Uluru: quem viu viu, quem não viu...

Escaladas foram banidas, e já não dá para subir a pedra nem pelo Google Street View.


Uluru: o overturismo matou as visitas | Foto: cc0 Antoine Fabre/Unsplash

O Uluru, o fascinante monólito vermelho do deserto australiano, é um lugar sagrado do povo Anangu, considerado patrimônio da humanidade da Unesco. Nos últimos tempos, está ficando mais fora do alcance dos olhos da maioria dos mortais.


Há 11 meses, as visitas à pedra foram proibidas pelo departamento de parques australiano, a pedido dos Anangus. O Uluru estava atraindo turistas demais, que escalavam a pedra e deixavam seus rastros espalhados pelo lugar.


Os Anangus se queixavam que os turistas estavam destruindo a superfície do Uluru e poluindo com lixo um lugar espiritual, emporcalhando inclusive as fontes de água locais. Com esses argumentos, mais a insegurança natural das escaladas, conseguiram o fim das visitas.


Agora o Google Street View tirou do ar imagens de 360º que permitiam uma escalada virtual pelo lugar, também orientado pelo departamento dos parques, a pedido dos Anangus.


O tour virtual incomodava justamente por mostrar as escaladas que haviam sido proibidas. Ainda é possível ver as fotos normais do lugar no Google Street View.


O Uluru é um monólito de arenito monumental, de 8 km de circunferência, num parque remoto da região central da Austrália, o Uluru-Kata Tijuta.


Desde o fim dos anos 50 é um ímã para os turistas.

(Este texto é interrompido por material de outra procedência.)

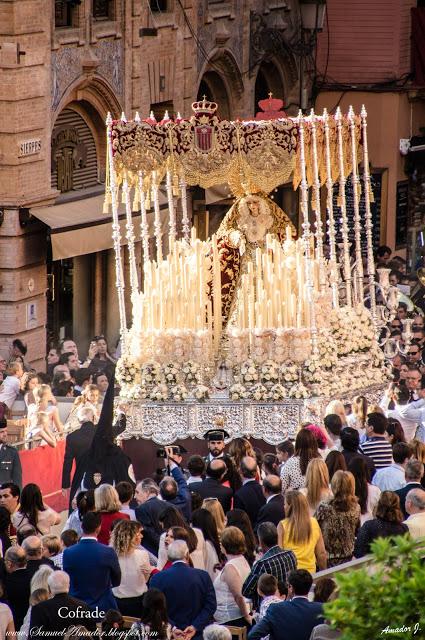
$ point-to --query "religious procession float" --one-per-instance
(261, 324)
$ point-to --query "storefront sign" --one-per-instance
(29, 147)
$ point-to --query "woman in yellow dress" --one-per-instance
(300, 533)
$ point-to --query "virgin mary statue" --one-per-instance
(242, 231)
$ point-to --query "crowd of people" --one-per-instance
(209, 544)
(232, 539)
(66, 376)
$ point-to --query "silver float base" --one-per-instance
(166, 422)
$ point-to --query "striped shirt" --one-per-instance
(379, 449)
(277, 562)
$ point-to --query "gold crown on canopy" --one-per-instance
(204, 107)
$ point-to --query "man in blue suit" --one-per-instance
(93, 568)
(174, 488)
(293, 619)
(189, 592)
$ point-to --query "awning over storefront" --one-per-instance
(80, 227)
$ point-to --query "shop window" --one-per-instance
(74, 157)
(159, 5)
(159, 109)
(103, 9)
(66, 12)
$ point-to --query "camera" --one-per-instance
(161, 453)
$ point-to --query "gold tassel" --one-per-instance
(136, 200)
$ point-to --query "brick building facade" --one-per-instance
(64, 64)
(364, 56)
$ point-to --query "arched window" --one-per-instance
(213, 87)
(74, 158)
(268, 81)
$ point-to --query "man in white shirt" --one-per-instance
(10, 387)
(393, 477)
(415, 507)
(400, 396)
(416, 411)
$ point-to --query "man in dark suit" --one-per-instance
(189, 592)
(93, 567)
(78, 445)
(215, 438)
(211, 487)
(293, 619)
(16, 579)
(414, 472)
(275, 561)
(10, 463)
(274, 509)
(250, 496)
(350, 440)
(34, 550)
(173, 488)
(148, 511)
(61, 611)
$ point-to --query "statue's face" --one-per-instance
(253, 206)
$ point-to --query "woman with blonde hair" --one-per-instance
(317, 484)
(216, 510)
(232, 608)
(300, 533)
(337, 407)
(293, 472)
(126, 538)
(339, 519)
(43, 403)
(418, 450)
(358, 415)
(107, 503)
(88, 398)
(240, 448)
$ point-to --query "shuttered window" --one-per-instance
(74, 158)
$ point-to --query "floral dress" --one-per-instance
(339, 530)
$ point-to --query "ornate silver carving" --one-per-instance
(167, 422)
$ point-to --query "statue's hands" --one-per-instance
(237, 241)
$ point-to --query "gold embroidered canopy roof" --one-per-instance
(204, 150)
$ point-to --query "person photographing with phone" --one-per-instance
(173, 487)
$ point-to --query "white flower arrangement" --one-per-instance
(269, 371)
(277, 392)
(191, 372)
(258, 392)
(299, 391)
(248, 372)
(170, 372)
(159, 393)
(127, 371)
(238, 392)
(201, 393)
(151, 373)
(178, 393)
(288, 372)
(135, 392)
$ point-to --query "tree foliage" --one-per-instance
(385, 599)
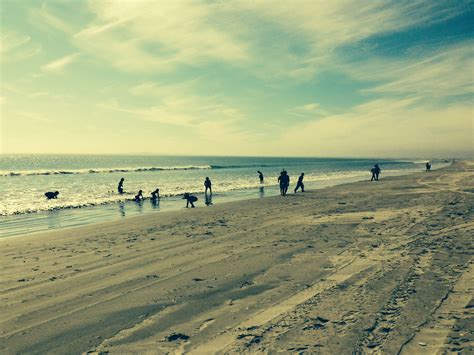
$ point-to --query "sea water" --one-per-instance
(87, 184)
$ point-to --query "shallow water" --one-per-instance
(90, 182)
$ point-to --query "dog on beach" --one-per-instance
(50, 195)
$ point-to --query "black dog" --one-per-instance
(49, 195)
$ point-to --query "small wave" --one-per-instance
(257, 166)
(99, 171)
(125, 170)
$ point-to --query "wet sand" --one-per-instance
(373, 267)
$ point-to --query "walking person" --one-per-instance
(120, 186)
(208, 185)
(375, 173)
(300, 183)
(284, 180)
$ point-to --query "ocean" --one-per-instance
(88, 184)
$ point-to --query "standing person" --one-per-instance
(208, 185)
(377, 172)
(155, 195)
(120, 187)
(300, 183)
(139, 196)
(284, 180)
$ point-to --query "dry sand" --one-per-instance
(373, 267)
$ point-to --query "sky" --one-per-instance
(260, 78)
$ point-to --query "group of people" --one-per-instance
(283, 180)
(155, 194)
(375, 173)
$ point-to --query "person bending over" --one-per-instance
(190, 199)
(139, 196)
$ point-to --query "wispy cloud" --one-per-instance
(16, 47)
(43, 18)
(144, 35)
(59, 64)
(386, 127)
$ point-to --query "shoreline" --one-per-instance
(58, 219)
(356, 267)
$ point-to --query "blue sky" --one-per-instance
(283, 78)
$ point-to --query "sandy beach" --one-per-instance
(372, 267)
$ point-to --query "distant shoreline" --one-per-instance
(108, 210)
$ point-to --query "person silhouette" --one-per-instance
(120, 186)
(284, 180)
(375, 173)
(208, 200)
(300, 183)
(155, 195)
(51, 195)
(190, 199)
(139, 196)
(208, 185)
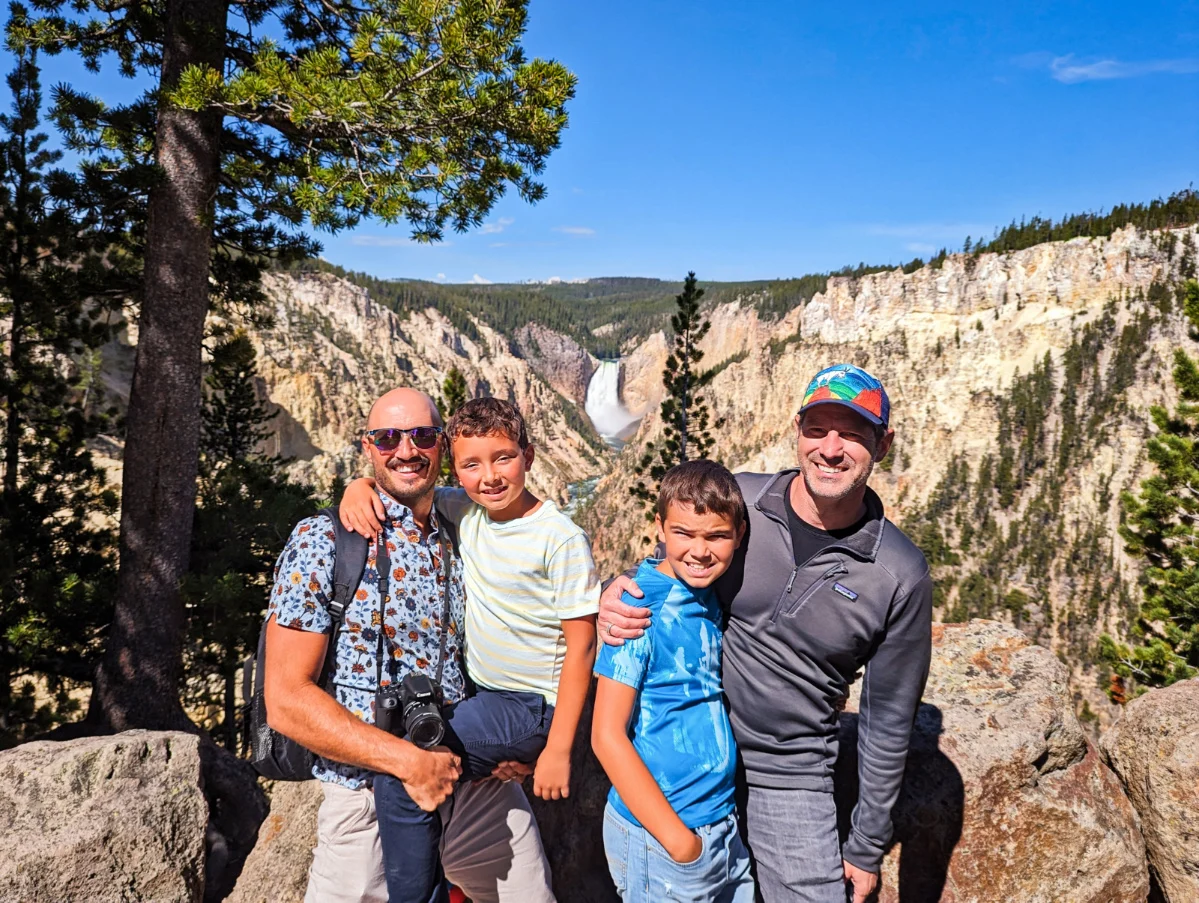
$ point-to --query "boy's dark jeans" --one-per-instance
(490, 727)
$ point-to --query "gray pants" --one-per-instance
(490, 847)
(794, 844)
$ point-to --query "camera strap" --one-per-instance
(383, 566)
(445, 604)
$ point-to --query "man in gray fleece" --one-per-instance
(823, 587)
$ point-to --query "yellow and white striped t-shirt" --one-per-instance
(523, 578)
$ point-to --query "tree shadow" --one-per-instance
(928, 813)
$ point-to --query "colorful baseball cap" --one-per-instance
(851, 386)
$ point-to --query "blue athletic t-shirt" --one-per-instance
(680, 728)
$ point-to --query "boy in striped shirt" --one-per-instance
(531, 601)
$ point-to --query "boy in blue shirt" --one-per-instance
(660, 728)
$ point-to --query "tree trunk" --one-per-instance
(137, 684)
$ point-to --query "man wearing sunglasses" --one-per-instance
(492, 848)
(823, 587)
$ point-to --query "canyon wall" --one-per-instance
(950, 344)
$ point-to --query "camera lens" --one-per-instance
(426, 729)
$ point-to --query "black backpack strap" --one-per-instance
(350, 552)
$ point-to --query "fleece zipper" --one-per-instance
(794, 607)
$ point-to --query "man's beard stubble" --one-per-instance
(857, 483)
(407, 495)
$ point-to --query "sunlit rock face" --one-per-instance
(332, 350)
(947, 343)
(1155, 750)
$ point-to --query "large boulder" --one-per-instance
(1155, 751)
(277, 870)
(116, 818)
(1004, 798)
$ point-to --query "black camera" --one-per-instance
(411, 710)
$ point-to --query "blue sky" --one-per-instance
(764, 139)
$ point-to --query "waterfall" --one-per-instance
(602, 404)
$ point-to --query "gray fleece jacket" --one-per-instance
(797, 634)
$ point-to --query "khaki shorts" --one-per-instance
(490, 847)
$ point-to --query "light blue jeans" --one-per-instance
(644, 872)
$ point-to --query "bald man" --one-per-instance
(492, 848)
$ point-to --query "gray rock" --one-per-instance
(277, 870)
(107, 818)
(1004, 799)
(1155, 751)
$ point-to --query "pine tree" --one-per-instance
(246, 509)
(58, 301)
(259, 115)
(453, 393)
(686, 431)
(453, 396)
(1162, 527)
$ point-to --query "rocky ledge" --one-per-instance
(1004, 800)
(1155, 751)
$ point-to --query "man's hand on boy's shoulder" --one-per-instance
(361, 510)
(619, 621)
(552, 775)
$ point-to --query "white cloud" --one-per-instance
(1065, 70)
(499, 226)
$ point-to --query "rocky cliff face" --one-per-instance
(332, 350)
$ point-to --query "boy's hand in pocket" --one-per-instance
(552, 776)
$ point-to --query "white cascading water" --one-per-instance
(602, 404)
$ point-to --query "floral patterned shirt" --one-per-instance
(411, 616)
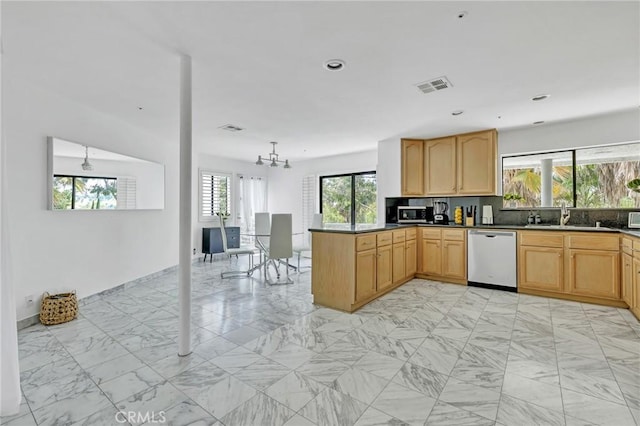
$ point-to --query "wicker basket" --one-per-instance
(58, 308)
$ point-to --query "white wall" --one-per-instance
(389, 174)
(285, 185)
(622, 126)
(87, 251)
(223, 165)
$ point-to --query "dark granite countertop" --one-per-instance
(363, 229)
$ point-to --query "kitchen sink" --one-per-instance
(569, 227)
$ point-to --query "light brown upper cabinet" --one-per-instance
(440, 166)
(477, 163)
(455, 165)
(412, 167)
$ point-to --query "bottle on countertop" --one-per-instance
(531, 218)
(457, 215)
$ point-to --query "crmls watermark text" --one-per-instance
(140, 417)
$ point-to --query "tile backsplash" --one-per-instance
(611, 218)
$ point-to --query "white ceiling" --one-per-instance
(258, 65)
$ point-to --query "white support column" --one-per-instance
(184, 336)
(546, 184)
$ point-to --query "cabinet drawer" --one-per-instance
(541, 239)
(365, 242)
(385, 238)
(594, 242)
(431, 233)
(453, 234)
(398, 236)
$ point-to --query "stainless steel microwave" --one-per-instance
(412, 214)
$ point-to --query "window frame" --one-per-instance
(73, 188)
(574, 194)
(353, 189)
(230, 201)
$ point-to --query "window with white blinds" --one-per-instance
(126, 194)
(309, 185)
(215, 194)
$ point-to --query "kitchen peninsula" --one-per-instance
(352, 267)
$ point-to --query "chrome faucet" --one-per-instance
(565, 214)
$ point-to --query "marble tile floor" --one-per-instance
(428, 353)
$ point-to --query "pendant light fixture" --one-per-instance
(86, 165)
(273, 158)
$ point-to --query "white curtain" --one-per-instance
(253, 198)
(9, 371)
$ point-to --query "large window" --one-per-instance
(594, 177)
(84, 193)
(215, 194)
(349, 199)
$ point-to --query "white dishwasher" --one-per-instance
(491, 259)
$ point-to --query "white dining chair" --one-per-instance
(262, 230)
(235, 252)
(280, 246)
(316, 223)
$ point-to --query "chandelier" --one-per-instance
(86, 165)
(273, 158)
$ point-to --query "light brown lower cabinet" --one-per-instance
(635, 307)
(411, 258)
(594, 273)
(627, 280)
(384, 267)
(351, 270)
(366, 274)
(431, 257)
(398, 262)
(454, 259)
(579, 266)
(444, 254)
(541, 268)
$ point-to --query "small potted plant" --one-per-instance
(634, 185)
(512, 199)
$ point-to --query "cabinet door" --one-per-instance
(635, 282)
(627, 280)
(398, 262)
(477, 163)
(431, 257)
(365, 274)
(440, 166)
(454, 259)
(412, 167)
(384, 266)
(541, 268)
(411, 258)
(594, 273)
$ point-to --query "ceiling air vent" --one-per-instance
(434, 84)
(231, 128)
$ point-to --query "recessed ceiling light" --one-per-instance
(334, 64)
(231, 128)
(540, 97)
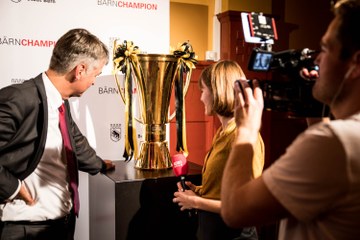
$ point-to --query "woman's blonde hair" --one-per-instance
(220, 78)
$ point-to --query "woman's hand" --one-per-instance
(185, 199)
(249, 105)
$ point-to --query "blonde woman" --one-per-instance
(216, 83)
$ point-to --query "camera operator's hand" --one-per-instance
(309, 74)
(249, 104)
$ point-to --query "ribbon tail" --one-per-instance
(180, 113)
(129, 117)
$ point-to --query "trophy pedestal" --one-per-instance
(131, 204)
(154, 155)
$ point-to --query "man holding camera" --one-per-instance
(314, 188)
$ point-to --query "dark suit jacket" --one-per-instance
(23, 129)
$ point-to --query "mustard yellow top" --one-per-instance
(216, 159)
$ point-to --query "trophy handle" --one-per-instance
(123, 97)
(119, 88)
(186, 87)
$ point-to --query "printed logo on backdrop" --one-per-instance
(44, 1)
(115, 132)
(26, 42)
(128, 5)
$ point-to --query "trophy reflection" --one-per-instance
(154, 76)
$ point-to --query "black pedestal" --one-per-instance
(128, 203)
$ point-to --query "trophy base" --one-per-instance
(153, 156)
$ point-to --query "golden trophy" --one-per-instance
(153, 76)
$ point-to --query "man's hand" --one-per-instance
(25, 195)
(108, 165)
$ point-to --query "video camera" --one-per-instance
(287, 91)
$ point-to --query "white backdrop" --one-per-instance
(28, 32)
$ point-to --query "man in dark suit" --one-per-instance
(38, 194)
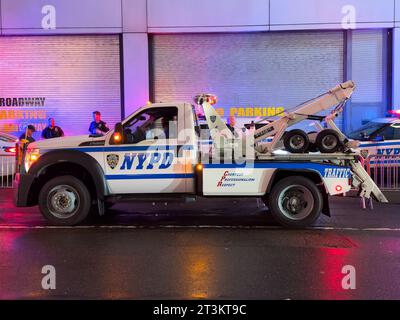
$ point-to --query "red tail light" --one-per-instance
(11, 150)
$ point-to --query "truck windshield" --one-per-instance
(366, 131)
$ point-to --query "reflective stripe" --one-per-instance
(149, 176)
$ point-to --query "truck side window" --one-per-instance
(152, 124)
(387, 133)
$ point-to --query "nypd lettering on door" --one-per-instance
(388, 151)
(141, 161)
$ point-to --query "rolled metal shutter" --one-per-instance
(75, 74)
(368, 70)
(278, 69)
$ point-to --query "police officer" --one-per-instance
(28, 135)
(97, 126)
(52, 131)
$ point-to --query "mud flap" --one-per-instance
(325, 208)
(364, 182)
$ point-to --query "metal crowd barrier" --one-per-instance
(7, 171)
(384, 170)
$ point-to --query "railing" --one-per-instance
(7, 171)
(384, 170)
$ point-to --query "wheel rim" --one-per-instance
(296, 202)
(329, 142)
(297, 142)
(63, 201)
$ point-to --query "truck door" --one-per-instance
(148, 160)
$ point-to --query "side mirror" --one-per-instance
(118, 135)
(378, 138)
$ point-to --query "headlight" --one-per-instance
(31, 156)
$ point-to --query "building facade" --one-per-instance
(65, 59)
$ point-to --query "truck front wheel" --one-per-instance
(65, 201)
(295, 202)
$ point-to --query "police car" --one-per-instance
(7, 154)
(379, 137)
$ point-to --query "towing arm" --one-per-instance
(307, 110)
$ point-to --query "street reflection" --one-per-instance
(199, 272)
(330, 262)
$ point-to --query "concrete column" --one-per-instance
(396, 68)
(135, 71)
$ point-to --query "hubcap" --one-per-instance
(297, 142)
(329, 142)
(63, 201)
(296, 202)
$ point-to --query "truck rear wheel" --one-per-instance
(296, 141)
(295, 202)
(328, 141)
(65, 201)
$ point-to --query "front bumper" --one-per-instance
(23, 184)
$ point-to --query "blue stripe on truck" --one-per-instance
(149, 176)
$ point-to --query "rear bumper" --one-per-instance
(23, 184)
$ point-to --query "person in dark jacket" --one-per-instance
(97, 126)
(52, 131)
(28, 134)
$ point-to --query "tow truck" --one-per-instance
(155, 154)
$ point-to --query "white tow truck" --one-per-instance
(155, 154)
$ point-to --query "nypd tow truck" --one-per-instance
(155, 154)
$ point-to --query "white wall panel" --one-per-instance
(328, 14)
(194, 14)
(72, 16)
(396, 68)
(134, 15)
(136, 71)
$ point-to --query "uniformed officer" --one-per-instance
(97, 126)
(28, 135)
(52, 131)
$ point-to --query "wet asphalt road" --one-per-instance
(222, 249)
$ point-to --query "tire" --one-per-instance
(65, 201)
(328, 141)
(296, 141)
(293, 189)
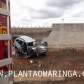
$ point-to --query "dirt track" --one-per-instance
(62, 59)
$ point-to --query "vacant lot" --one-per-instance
(57, 59)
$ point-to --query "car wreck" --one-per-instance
(27, 46)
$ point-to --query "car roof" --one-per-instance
(26, 38)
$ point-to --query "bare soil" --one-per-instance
(57, 59)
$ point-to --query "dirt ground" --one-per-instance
(57, 59)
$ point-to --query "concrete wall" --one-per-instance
(67, 35)
(58, 36)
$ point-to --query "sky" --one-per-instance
(45, 12)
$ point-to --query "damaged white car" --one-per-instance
(27, 46)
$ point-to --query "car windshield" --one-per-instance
(30, 44)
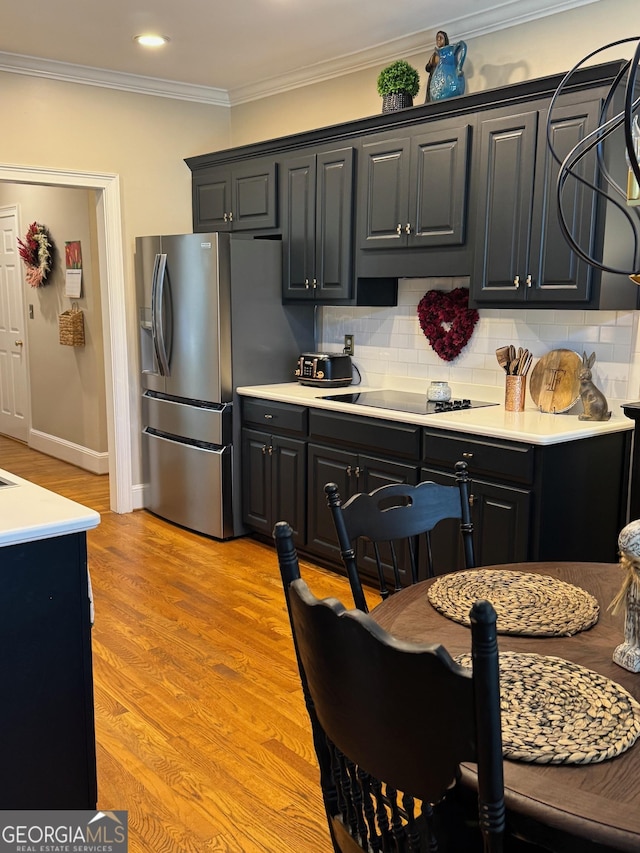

Dezenas morreram caminhando pela pedra, segundo a BBC, porque as trilhas são íngremes, e alguns por desidratação, pois a temperatura pode chegar a 47º C no verão.


"Entendemos que o Parque Nacional Uluru-Kata Tjuta é profundamente sagrado para o povo Anangu", disse um porta-voz do Google. "Assim que o Departamento de Parques da Austrália comunicou suas preocupações sobre essas contribuições dos usuários, removemos as imagens."


Nem sempre o povo Anangu teve tanta influência sobre os destinos da pedra, apesar de ela fazer parte de sua cultura há milhares de anos. O Uluru passou muito tempo, inclusive, sendo chamado de Ayers Rock, em homenagem a um primeiro-ministro australiano.


No fim dos anos 50, a pedra foi apropriada sem cerimônia pelo governo da Austrália, para uso em turismo comercial. Mas vieram as críticas, cada vez mais insistentes, e 34 anos atrás o Uluru voltou para as mãos dos Anangus.